The Strad’s 2021 Calendar celebrates the work of Dextra Musica, the Norwegian foundation that has built up a fine collection of historical and contemporary instruments over the past 15 years. All the instruments are in daily use, being loaned out both to top soloists and to up-and-coming young players. Some of the treasures include Stradivari’s golden-period ‘Rivaz, Baron Gutmann’ violin, now played by Eldbjørg Hemsing, the 1744 Guarneri ‘del Gesù’ used by Henning Kraggerud, and the 1783 Guadagnini cello once owned by Rostropovich, which was sold for a record £1.93 million in 2018.
Giuseppe Guarneri ‘del Gesu’ violin 1744
This previously little-known violin from 1744, the last year in the life of Guarneri ‘del Gesù’, is another exceptional instrument by one of the great masters in the Dextra Musica collection.
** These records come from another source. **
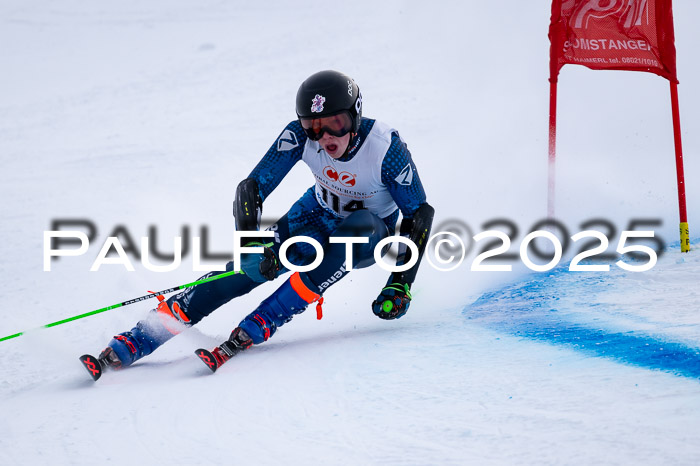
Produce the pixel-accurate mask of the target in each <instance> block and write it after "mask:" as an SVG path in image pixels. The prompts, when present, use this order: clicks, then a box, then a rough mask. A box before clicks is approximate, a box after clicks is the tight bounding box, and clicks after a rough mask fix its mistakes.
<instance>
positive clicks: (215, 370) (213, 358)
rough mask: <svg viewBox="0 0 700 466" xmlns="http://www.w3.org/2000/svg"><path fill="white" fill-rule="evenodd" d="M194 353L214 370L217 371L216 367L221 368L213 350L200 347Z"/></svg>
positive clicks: (212, 369) (217, 368)
mask: <svg viewBox="0 0 700 466" xmlns="http://www.w3.org/2000/svg"><path fill="white" fill-rule="evenodd" d="M194 354H196V355H197V357H198V358H199V359H201V360H202V362H203V363H204V364H206V366H207V367H208V368H209V369H211V371H212V372H216V369H218V368H219V364H218V363H217V362H216V358H215V357H214V355H213V354H211V351H209V350H205V349H203V348H200V349H198V350H196V351H195V352H194Z"/></svg>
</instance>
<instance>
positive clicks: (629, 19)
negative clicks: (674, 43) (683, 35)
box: [549, 0, 678, 82]
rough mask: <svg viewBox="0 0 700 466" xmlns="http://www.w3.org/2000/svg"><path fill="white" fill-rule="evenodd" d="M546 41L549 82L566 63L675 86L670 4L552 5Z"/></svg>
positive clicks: (651, 0)
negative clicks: (672, 84)
mask: <svg viewBox="0 0 700 466" xmlns="http://www.w3.org/2000/svg"><path fill="white" fill-rule="evenodd" d="M549 40H550V41H551V49H550V80H551V81H552V82H556V79H557V75H558V74H559V70H560V69H561V67H562V66H564V65H566V64H569V63H570V64H575V65H583V66H586V67H588V68H591V69H595V70H602V69H605V70H630V71H647V72H650V73H655V74H658V75H659V76H663V77H664V78H666V79H668V80H671V81H673V82H678V81H677V79H676V47H675V45H674V36H673V12H672V8H671V0H553V1H552V21H551V24H550V26H549Z"/></svg>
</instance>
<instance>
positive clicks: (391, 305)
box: [372, 283, 411, 320]
mask: <svg viewBox="0 0 700 466" xmlns="http://www.w3.org/2000/svg"><path fill="white" fill-rule="evenodd" d="M410 304H411V289H410V286H409V285H408V284H407V283H390V284H388V285H387V286H386V287H385V288H384V289H383V290H382V292H381V293H379V296H378V297H377V299H376V300H375V301H374V302H373V303H372V312H374V315H376V316H377V317H379V318H380V319H385V320H391V319H398V318H400V317H402V316H403V315H404V314H406V311H408V306H409V305H410Z"/></svg>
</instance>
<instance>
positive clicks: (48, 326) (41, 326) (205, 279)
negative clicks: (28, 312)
mask: <svg viewBox="0 0 700 466" xmlns="http://www.w3.org/2000/svg"><path fill="white" fill-rule="evenodd" d="M237 273H243V272H242V271H240V270H239V271H235V270H232V271H230V272H224V273H220V274H219V275H214V276H212V277H208V278H203V279H201V280H197V281H195V282H192V283H187V284H186V285H180V286H176V287H174V288H168V289H167V290H163V291H158V292H155V293H150V294H147V295H145V296H141V297H139V298H134V299H130V300H128V301H124V302H121V303H119V304H113V305H111V306H107V307H103V308H102V309H97V310H95V311H90V312H86V313H85V314H80V315H77V316H73V317H68V318H67V319H63V320H59V321H56V322H51V323H50V324H46V325H42V326H41V327H39V328H50V327H55V326H57V325H61V324H65V323H67V322H72V321H74V320H78V319H82V318H84V317H89V316H92V315H95V314H99V313H100V312H106V311H110V310H112V309H116V308H118V307H123V306H128V305H129V304H134V303H138V302H141V301H145V300H147V299H151V298H155V297H156V296H159V295H163V294H168V293H172V292H174V291H178V290H181V289H183V288H189V287H191V286H195V285H201V284H202V283H207V282H212V281H214V280H218V279H220V278H224V277H229V276H231V275H235V274H237ZM25 333H26V332H19V333H15V334H13V335H8V336H6V337H2V338H0V341H5V340H11V339H12V338H17V337H19V336H21V335H24V334H25Z"/></svg>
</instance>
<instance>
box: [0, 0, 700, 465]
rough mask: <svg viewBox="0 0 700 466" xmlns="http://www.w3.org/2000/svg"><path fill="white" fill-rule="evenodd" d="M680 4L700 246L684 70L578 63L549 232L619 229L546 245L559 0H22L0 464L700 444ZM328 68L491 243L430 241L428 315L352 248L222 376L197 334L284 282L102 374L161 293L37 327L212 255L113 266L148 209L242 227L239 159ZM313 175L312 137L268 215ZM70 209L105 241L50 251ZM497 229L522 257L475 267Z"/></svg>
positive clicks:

It is a highly significant and beautifully well-preserved example of his late style, in keeping with the more celebrated ‘Leduc’ and ‘Ole Bull’ from the same year. Historically, it has not been recognised in any published record, but was brought to the US in 1937 by the Hungarian violinist Edith Lorand, who purchased it from Emil Hermann in Berlin in the 1930s. After her death in New York in 1960, the Guarneri passed to Richard Burgin, concertmaster of the Boston Symphony Orchestra, before being purchased by Dextra Musica in 2006. It is now the concert violin of Henning Kraggerud.
The character and workmanship of the violin is highly expressive. Made from a plain piece of beech wood (which certainly caused doubts about its authenticity in the past) and locally grown oppio, the carving is free and energetic, the movements of the tools quick and deep, leaving no room for correction or smoothing. The scroll is almost bizarrely contorted, and an utterly unpredictable last evolution of the classical form first drawn by Andrea Amati almost two centuries earlier in Cremona. It is impossible to know the physical state of ‘del Gesù’ in the year of his death, when he was only 46, but the energy that is evident in this violin is not concealed by any painstaking finishing with scrapers and abrasives. He simply seems to have been impatient to get his work done in the time available to him.